A key foreclosure indicator has improved in Nevada, though experts say the better times likely won’t last.
The state had 1,942 owner-vacated foreclosures — or “zombie” foreclosures — in the second quarter, according to Wednesday numbers from California housing research firm RealtyTrac. That was down 45 percent from 3,550 unoccupied foreclosures in the first quarter, and off 48 percent from 3,734 in the second quarter of 2013.
That slide doesn’t mean it’s time to talk recovery.
“I would characterize Nevada as being in the seventh-inning stretch,” said Daren Blomquist, RealtyTrac’s vice president. “Things have definitely calmed down, and the end is in sight, but there’s still some game to play.”
For starters, the only reason zombie foreclosures look better is because the state’s Homeowners Bill of Rights dramatically slowed defaults when it took effect in October and put new restrictions on banks looking to foreclose.
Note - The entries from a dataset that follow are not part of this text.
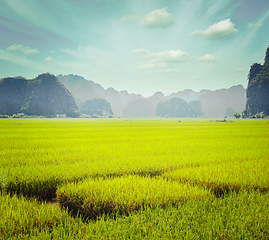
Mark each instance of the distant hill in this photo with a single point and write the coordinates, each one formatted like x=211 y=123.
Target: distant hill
x=44 y=95
x=213 y=103
x=258 y=88
x=84 y=90
x=175 y=107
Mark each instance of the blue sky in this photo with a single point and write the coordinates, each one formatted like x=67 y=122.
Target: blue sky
x=141 y=46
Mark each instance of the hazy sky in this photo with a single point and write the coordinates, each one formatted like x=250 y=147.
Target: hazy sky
x=142 y=46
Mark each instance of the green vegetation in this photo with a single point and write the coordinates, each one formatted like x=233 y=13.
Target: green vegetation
x=177 y=107
x=187 y=179
x=94 y=198
x=99 y=107
x=258 y=88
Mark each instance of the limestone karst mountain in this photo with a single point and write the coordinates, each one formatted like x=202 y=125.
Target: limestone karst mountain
x=43 y=95
x=258 y=88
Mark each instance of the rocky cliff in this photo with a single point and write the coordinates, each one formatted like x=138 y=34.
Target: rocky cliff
x=258 y=88
x=44 y=95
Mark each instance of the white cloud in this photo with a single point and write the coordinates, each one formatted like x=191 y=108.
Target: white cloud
x=25 y=50
x=162 y=61
x=14 y=47
x=155 y=19
x=28 y=51
x=140 y=51
x=49 y=59
x=254 y=25
x=207 y=58
x=218 y=31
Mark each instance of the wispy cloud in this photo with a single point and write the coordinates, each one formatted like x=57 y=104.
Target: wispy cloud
x=48 y=59
x=209 y=58
x=218 y=31
x=20 y=60
x=25 y=50
x=162 y=61
x=239 y=70
x=158 y=18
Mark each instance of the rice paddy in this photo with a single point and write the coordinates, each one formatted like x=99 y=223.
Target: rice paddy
x=134 y=178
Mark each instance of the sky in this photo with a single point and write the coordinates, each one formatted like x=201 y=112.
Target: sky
x=142 y=46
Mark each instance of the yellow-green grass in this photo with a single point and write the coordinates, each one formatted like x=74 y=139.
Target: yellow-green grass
x=38 y=155
x=123 y=195
x=227 y=176
x=21 y=216
x=235 y=216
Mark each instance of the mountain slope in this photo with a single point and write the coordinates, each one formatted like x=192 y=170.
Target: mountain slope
x=44 y=95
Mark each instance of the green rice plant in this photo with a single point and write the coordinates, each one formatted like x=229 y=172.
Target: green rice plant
x=93 y=198
x=38 y=155
x=24 y=217
x=225 y=177
x=235 y=216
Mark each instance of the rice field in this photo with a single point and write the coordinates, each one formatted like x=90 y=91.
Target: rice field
x=134 y=178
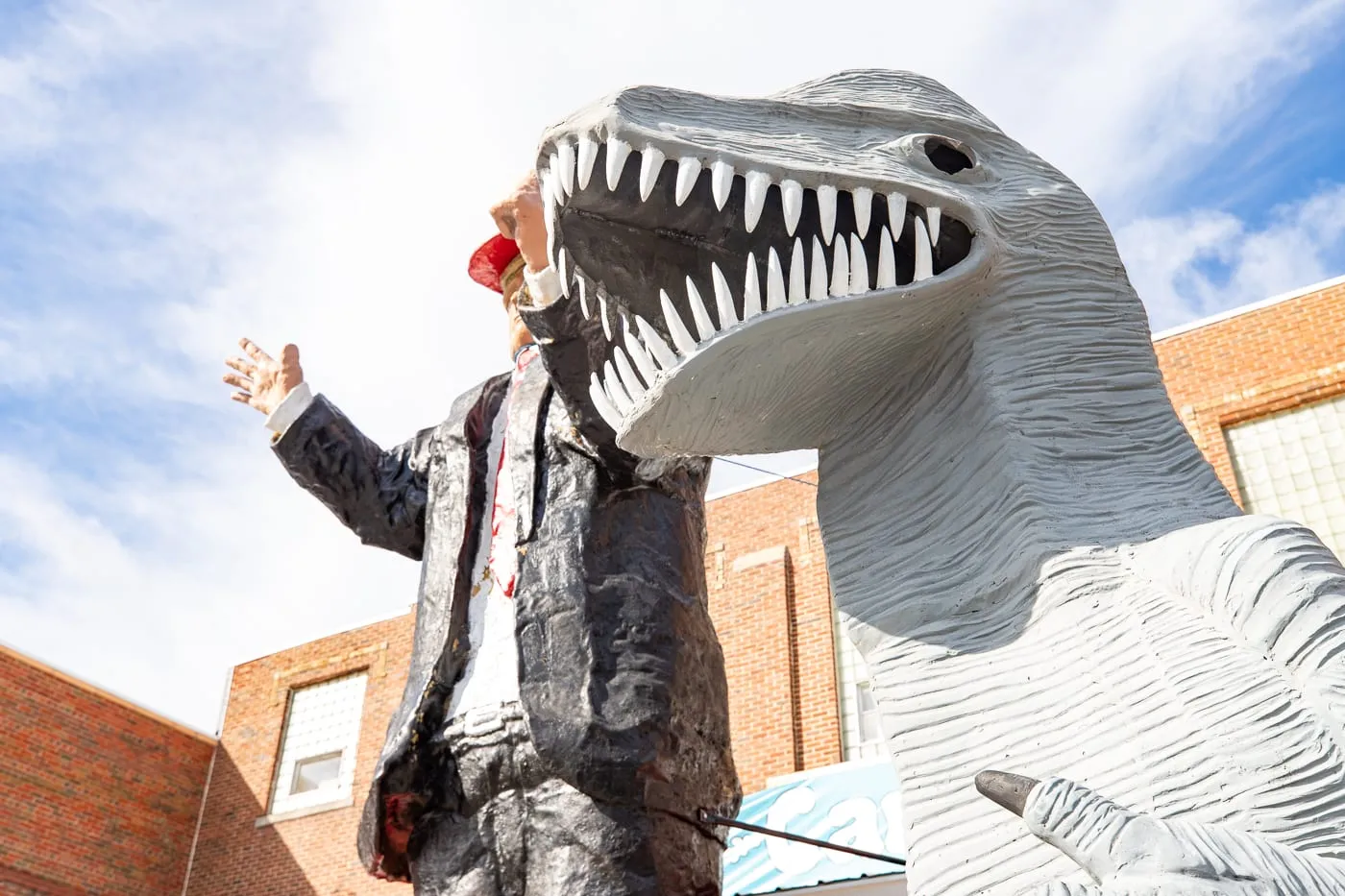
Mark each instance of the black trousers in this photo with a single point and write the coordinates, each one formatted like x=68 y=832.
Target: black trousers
x=527 y=833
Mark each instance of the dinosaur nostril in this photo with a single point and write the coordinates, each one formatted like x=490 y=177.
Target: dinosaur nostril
x=945 y=157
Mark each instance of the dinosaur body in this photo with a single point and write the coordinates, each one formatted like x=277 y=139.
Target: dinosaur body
x=1039 y=568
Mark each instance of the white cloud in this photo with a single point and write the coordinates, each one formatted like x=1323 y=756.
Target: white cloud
x=1204 y=261
x=319 y=174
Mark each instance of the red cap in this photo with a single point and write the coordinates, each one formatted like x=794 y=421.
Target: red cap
x=490 y=261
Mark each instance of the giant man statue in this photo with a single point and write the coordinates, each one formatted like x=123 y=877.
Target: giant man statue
x=565 y=711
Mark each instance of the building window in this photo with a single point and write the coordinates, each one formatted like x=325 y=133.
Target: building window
x=318 y=751
x=861 y=732
x=1291 y=465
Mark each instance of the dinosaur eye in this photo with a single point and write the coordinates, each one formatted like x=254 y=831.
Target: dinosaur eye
x=947 y=157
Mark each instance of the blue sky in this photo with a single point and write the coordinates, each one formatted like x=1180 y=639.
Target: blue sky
x=177 y=175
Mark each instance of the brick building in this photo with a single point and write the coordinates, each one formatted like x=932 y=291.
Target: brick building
x=1261 y=389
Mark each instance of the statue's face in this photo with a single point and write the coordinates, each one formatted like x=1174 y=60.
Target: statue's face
x=753 y=260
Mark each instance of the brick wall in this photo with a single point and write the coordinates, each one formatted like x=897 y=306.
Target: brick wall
x=97 y=795
x=315 y=853
x=770 y=603
x=1273 y=358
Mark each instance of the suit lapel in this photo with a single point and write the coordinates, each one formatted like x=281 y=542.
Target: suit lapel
x=525 y=415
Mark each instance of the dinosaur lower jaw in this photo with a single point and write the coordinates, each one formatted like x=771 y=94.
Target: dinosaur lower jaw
x=688 y=265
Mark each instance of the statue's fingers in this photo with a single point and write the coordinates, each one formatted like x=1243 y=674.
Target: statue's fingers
x=1087 y=826
x=255 y=351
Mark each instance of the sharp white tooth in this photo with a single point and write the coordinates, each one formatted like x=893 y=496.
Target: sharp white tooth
x=618 y=151
x=791 y=200
x=584 y=307
x=722 y=298
x=896 y=214
x=721 y=182
x=757 y=183
x=557 y=180
x=797 y=291
x=688 y=170
x=605 y=409
x=858 y=267
x=632 y=385
x=615 y=390
x=773 y=282
x=565 y=154
x=668 y=361
x=651 y=163
x=699 y=314
x=818 y=278
x=827 y=211
x=863 y=200
x=681 y=336
x=924 y=257
x=841 y=269
x=750 y=289
x=587 y=157
x=887 y=261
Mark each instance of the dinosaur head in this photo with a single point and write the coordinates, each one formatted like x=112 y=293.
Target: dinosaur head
x=764 y=265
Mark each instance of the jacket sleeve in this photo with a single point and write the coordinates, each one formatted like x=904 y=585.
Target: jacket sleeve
x=379 y=496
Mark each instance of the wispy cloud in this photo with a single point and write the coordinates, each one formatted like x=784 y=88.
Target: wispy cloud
x=177 y=175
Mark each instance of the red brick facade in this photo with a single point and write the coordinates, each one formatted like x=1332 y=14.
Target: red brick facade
x=96 y=795
x=770 y=597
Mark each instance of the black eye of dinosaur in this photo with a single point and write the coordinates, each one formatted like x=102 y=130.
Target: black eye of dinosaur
x=945 y=157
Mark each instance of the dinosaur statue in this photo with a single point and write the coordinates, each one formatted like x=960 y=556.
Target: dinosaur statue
x=1039 y=568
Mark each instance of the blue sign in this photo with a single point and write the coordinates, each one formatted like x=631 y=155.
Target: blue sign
x=850 y=805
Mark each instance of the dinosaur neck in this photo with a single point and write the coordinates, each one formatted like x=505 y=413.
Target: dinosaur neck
x=1039 y=426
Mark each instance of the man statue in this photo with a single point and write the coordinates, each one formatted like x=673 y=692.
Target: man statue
x=565 y=711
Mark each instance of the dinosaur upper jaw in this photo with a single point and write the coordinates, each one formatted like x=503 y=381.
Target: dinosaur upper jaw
x=740 y=305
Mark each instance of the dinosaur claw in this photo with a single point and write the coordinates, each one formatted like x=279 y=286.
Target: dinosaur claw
x=1006 y=788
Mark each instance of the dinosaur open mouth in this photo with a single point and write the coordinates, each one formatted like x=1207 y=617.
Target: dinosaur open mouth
x=674 y=254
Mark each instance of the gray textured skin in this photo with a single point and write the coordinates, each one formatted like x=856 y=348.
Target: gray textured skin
x=1035 y=559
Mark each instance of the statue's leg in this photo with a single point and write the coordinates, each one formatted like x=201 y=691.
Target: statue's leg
x=582 y=848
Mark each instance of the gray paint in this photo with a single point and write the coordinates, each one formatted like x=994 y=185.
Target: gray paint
x=1039 y=568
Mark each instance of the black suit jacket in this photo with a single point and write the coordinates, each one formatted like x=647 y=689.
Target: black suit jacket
x=621 y=673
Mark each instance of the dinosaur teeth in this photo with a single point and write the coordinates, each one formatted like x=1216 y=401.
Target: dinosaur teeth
x=618 y=151
x=699 y=314
x=565 y=157
x=721 y=182
x=605 y=409
x=722 y=298
x=651 y=163
x=791 y=200
x=924 y=255
x=827 y=211
x=896 y=214
x=587 y=157
x=757 y=183
x=688 y=171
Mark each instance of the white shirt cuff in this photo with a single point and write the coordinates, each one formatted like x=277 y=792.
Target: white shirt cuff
x=544 y=285
x=289 y=409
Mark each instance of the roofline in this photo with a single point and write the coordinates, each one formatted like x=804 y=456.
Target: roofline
x=104 y=693
x=331 y=634
x=775 y=476
x=1248 y=308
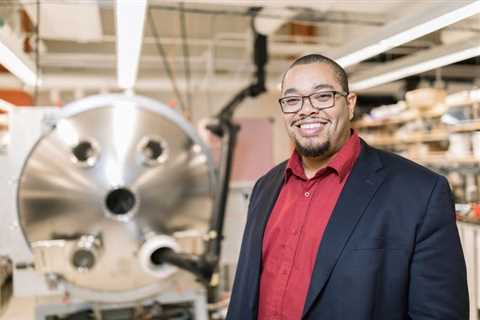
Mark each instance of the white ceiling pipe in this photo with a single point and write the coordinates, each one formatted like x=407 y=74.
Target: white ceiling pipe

“I have to be more cynical about the drop in Nevada than the drops in other markets, because it coincides with recent changes in the law,” Blomquist said. “The immediate impact was a sharp drop-off in new foreclosure activity.”
Given that decline in defaults, zombie foreclosures could actually be worse than the numbers reflect. The market may have many more vacant homes that simply haven’t received official foreclosure filings, Blomquist said.
What’s more, Nevada still has one of the highest rates of vacated foreclosures. With 32 percent of homes in foreclosure abandoned, the state ranked No. 6 behind Alabama, Kansas, Missouri, Oregon and West Virginia.
Zombie foreclosures matter more than occupied foreclosures because they have an outsized effect on nearby home values, and even state coffers.
“These are the homes that you know are distressed. They’re the obvious eyesores in any neighborhood,” Blomquist said. “They’re vacant properties that are often in disrepair. They’re not being maintained. Nobody’s taking responsibility for the upkeep.”
Nor is anyone taking responsibility for taxes.
Based on an average of $1,457 in annual property taxes for Nevada homes in default, zombie foreclosures are costing the state $2.83 million in lost property-tax revenue, Blomquist said.
Nevadans shouldn’t expect to recoup those missing dollars anytime soon.
Other states that enacted homeowners’ rights laws similar to Nevada’s, including Maryland and Washington, saw a lag of up to 22 months before foreclosures returned to normal rates. So expect a “boomerang effect” in which defaults eventually trend upward after their current slowdown, Blomquist said.
“In Nevada, unlike for most of the country, I think we’re going to see it get worse before it gets better,” he said. “We do expect, based on looking at our numbers and talking to people in the market, that there’s going to be another surge of foreclosures as banks adjust and figure out this new process.”